Entre as principais regras, destaca-se a proibição para candidatos de comparecerem a inaugurações de obras públicas. Além disso, os sites governamentais devem retirar do ar todos os conteúdos que mencionem candidatos, mantendo apenas informações de utilidade pública.
As normas estabelecem que as páginas oficiais de órgãos dos governos federal e estadual não podem apresentar nomes, símbolos ou imagens que possam identificar políticos ou sua atuação na administração pública, mesmo que essas publicações tenham sido feitas após 4 de julho.
Conforme a legislação vigente, a publicidade institucional de obras, serviços e campanhas de órgãos públicos fica proibida. Também não será permitido o uso de recursos públicos para contratar shows artísticos. Pronunciamentos em cadeia de rádio e televisão estão vetados, exceto em casos de emergência, que podem ser autorizados pela Justiça Eleitoral.
As vedações estão previstas na Lei 9.504 de 1997, conhecida como Lei das Eleições, além de resoluções do Tribunal Superior Eleitoral (TSE).
Os agentes públicos também enfrentam restrições significativas, como a proibição de nomear ou dispensar funcionários públicos, a menos que isso ocorra em situações específicas previstas na legislação.

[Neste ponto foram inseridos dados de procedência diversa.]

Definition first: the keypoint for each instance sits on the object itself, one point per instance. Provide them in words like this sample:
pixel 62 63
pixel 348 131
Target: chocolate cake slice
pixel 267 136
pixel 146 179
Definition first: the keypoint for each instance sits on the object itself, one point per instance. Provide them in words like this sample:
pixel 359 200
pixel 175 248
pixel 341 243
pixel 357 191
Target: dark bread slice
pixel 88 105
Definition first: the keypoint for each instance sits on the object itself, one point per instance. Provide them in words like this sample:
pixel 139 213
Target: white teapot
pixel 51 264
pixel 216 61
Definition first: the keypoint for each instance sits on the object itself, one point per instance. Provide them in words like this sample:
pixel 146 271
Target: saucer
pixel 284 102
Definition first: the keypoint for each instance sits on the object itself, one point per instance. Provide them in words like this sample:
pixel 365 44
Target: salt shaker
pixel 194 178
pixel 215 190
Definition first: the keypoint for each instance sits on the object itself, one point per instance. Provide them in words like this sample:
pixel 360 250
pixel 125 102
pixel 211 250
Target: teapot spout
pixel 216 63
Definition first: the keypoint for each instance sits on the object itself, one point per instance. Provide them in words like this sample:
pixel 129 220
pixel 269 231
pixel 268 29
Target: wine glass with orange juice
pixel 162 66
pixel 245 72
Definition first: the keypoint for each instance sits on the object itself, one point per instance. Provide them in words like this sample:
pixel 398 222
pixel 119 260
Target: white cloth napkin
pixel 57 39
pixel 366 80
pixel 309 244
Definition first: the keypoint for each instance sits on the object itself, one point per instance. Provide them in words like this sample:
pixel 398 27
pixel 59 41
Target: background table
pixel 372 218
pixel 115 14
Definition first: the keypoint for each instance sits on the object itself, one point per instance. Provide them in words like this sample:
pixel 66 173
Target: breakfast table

Assim, as contratações e demissões devem ser limitadas a casos excepcionais.
Algumas exceções incluem a nomeação ou exoneração de cargos em comissão e a dispensa de funções de confiança, além de medidas necessárias para garantir a continuidade de serviços públicos essenciais. As nomeações para cargos no Judiciário, Ministério Público, tribunais de contas e órgãos da Presidência da República também estão fora da proibição.
Os candidatos que forem aprovados em concursos públicos somente poderão ser nomeados se o certame tiver sido homologado até 4 de julho. Outra restrição importante é que agentes públicos não poderão realizar transferências voluntárias de recursos do governo federal para estados e municípios, salvo em situações de calamidade pública ou para a execução de obras já existentes.
A propaganda interna dos pré-candidatos nas convenções partidárias estará autorizada a partir de domingo, 5 de julho, com convenções podendo começar no dia 20 do mesmo mês. Propagandas externas, como as veiculadas em rádio, TV e outdoors, estão proibidas. Para concorrer nas eleições de outubro, os candidatos devem ter seus nomes aprovados pelos partidos durante as convenções.
O primeiro turno das eleições acontecerá no dia 4 de outubro, quando serão escolhidos deputados federais, estaduais, distritais, governadores, senadores e o presidente da República. Caso necessário, o segundo turno está agendado para o dia 25 do mesmo mês.